Targeting LEED Gold certification, 1 De Haro, which is also topped with a vegetated roof deck and on-site bike parking with shower/locker facilities, boasts a unique-to-San Francisco designation as a Production, Distribution, & Repair (PDR)-zoned project. The construction of new commercial office buildings within the city’s designated PDR zoning districts is forbidden unless the building dedicates one-third of its total space to approved light industrial activities. As the city explains, PDR districts “are free from inherent economic and operational competition and conflicts with housing, large office developments, and large-scale retail” and function as “an important reservoir of space in San Francisco for new and evolving industry and activity types that cannot be foreseen today and cannot practically function or compete for space in a typical downtown office or neighborhood commercial environment.” As further elaborated by the city, commonly-shared features of PDR-zoned buildings include large, open interior spaces and high ceilings, freight loading docks and elevators, floors that can accommodate heavy loads, and large, sometimes exterior, storage areas.

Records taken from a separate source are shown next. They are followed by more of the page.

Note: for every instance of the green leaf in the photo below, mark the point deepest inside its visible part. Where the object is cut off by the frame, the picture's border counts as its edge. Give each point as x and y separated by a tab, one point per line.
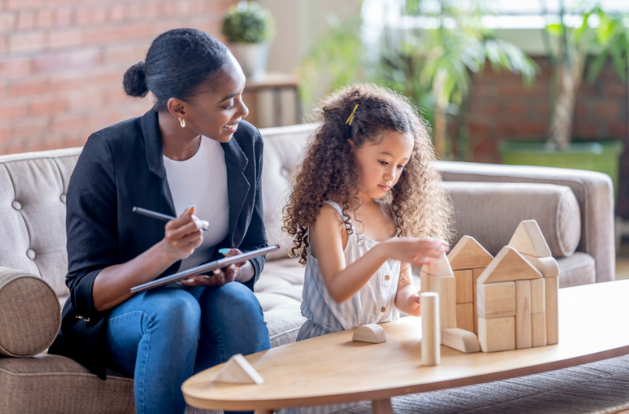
596	66
555	29
620	63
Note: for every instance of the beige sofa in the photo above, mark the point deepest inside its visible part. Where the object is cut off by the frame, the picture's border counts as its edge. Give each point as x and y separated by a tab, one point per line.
574	210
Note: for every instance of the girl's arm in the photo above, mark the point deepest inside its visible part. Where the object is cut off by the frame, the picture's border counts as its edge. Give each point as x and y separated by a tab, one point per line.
407	297
328	236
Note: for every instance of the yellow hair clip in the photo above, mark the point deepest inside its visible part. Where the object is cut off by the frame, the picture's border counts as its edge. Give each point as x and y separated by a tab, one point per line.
351	117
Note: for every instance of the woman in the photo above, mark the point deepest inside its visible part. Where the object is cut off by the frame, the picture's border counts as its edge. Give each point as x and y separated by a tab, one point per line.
192	148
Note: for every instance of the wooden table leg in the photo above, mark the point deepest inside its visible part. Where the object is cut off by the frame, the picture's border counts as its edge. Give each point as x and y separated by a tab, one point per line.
382	406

As described by Perkins&Will in its press release, PDR developments like 1 De Haro that feature a “sustainable and marketable” mix of office and light industrial space help to “create opportunities for traditionally siloed industries to become more integrated into the fabric of a neighborhood, helping to blur traditional boundaries and spur innovation.”
As for the building’s construction, the Perkins&Will design team, which was led by design principal Peter Pfau, senior project manager Matt Covall, and project architect Mansi Maheshwari, utilized both CLT and glue-laminated timber. As detailed in a case study on the project, conditions at the site, an area with soft soils located directly adjacent to an underground portion of Mission Creek, called for deep piles to anchor the buildings. Because of the markedly lightweight timber framing system of the structure—30 percent less weight than a comparable concrete system—fewer piles were required to anchor the building’s concrete base. (Concrete flooring was required for the building’s podium level, per PDR requirements for light industrial use.)
The three mass timber upper floors dedicated to office space were constructed with a CLT slab and glulam post and beam structure, utilizing wood-to-wood connections. “To dampen the noise resulting from the solid surfaces, the CLT floor slabs were topped by concrete with an acoustic mat break,” the case study elaborated. “The vertical and horizontal wood elements of 1 De Haro’s stunning wood ceilings and wide-open spaces between its massive columns inspired a glass curtain wall that wraps the building.”
“It’s amazing how beautiful it is in there,” said Pfau. “You don’t have to spend money covering up the ugly construction, instead you just celebrate the beauty of the wood and detailed craftsmanship.”
As a speculative construction project, 1 De Haro’s timber construction has proven to be a major selling point in terms of both its flexible framework that can be adapted to meet tenant’s needs over time, the wellness- and productivity-enhancing biophilic effect generated by the warm presence of wood (not to mention an abundance of natural light), and, of course, its myriad sustainable bona fides, namely the building’s dramatically reduced carbon footprint compared to conventional steel and concrete construction.